Pflege-TÜV:Aberwitziger Zustand, aberwitzige Reform

Familien, die die Pflege nicht allein schaffen, brauchen dringend Hilfe bei der Suche nach einem guten Heim. Doch die Bundesregierung tut, als sei es eine Herkulesaufgabe, eine gerechte Heimbewertung zu schaffen. Dabei sind die Instrumente dafür längst da.

Ein Kommentar von Kim Björn Becker

Pflegeheime können traurige Orte sein. Sie können Orte sein, an denen das Leben nicht mehr gelebt, sondern auf seinen letzten Metern bloß noch verwaltet wird. Sie können aber auch Orte der Hoffnung sein, weil die Mitarbeiter teilweise Übermenschliches leisten, damit die Bewohner stets behalten, was gemeinhin ihre Würde genannt wird.

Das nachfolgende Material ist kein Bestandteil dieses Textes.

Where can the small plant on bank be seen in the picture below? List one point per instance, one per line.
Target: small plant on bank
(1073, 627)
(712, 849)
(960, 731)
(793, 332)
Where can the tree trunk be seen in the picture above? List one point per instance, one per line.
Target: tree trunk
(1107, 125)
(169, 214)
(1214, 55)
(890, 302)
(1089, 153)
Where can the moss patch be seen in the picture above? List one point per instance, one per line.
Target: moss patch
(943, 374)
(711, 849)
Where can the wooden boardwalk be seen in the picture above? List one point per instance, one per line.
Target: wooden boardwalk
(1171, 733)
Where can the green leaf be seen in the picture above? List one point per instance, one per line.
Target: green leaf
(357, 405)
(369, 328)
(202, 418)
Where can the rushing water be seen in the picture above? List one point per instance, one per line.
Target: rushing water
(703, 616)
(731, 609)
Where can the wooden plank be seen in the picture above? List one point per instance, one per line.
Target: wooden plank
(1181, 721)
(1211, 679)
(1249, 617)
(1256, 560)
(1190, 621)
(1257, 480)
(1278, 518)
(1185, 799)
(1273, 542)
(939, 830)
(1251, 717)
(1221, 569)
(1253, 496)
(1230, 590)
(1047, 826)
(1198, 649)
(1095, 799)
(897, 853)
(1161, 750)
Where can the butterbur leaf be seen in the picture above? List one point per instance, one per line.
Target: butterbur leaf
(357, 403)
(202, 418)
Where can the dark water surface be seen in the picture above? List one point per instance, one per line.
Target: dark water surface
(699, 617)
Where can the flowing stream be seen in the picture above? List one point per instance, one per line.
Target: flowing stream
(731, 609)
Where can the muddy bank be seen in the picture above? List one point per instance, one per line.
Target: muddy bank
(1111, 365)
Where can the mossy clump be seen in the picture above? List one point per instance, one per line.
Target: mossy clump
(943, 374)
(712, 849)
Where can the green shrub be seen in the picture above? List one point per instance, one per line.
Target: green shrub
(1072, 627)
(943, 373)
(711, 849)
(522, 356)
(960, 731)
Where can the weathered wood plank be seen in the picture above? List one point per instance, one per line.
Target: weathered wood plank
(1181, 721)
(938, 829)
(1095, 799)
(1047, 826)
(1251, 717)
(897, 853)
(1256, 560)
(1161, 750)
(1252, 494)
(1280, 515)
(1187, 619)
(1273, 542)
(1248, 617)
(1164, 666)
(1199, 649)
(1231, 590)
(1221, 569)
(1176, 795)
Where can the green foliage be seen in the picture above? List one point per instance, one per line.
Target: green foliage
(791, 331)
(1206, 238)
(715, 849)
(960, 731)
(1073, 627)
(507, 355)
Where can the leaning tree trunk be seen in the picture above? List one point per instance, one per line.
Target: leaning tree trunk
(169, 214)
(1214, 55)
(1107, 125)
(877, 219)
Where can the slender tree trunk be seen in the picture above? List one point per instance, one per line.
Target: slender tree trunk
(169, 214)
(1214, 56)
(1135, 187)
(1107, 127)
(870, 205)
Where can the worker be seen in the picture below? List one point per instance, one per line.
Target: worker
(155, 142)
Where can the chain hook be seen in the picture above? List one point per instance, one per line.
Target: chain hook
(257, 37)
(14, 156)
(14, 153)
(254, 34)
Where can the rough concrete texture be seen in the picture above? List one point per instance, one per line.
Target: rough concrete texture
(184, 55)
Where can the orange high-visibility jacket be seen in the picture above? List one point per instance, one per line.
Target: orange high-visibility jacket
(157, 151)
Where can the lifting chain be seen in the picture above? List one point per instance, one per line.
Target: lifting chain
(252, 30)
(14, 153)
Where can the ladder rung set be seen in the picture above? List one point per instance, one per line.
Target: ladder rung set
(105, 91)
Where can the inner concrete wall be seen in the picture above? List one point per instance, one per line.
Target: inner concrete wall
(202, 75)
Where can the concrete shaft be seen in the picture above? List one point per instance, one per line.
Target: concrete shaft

Nur sieht man es einem Heim von außen ja nicht an, wie gut es geführt wird, wie die Menschen im Innern behandelt werden, und zwar Pfleger wie Gepflegte gleichermaßen. Auch ein Rundgang reicht für ein fundiertes Urteil meist nicht aus, denn für die Dauer einer Tasse Kaffee kann sich nun wahrlich jeder von seiner besten Seite zeigen. Viele Menschen fühlen sich daher bei der Entscheidung für ein Pflegeheim überfordert, ganz gleich, ob sie den Entschluss selbst treffen oder, was fast noch schwerer wiegt, wenn sie für einen Angehörigen entscheiden müssen. In jedem Fall können die Folgen ihrer Wahl gravierend sein.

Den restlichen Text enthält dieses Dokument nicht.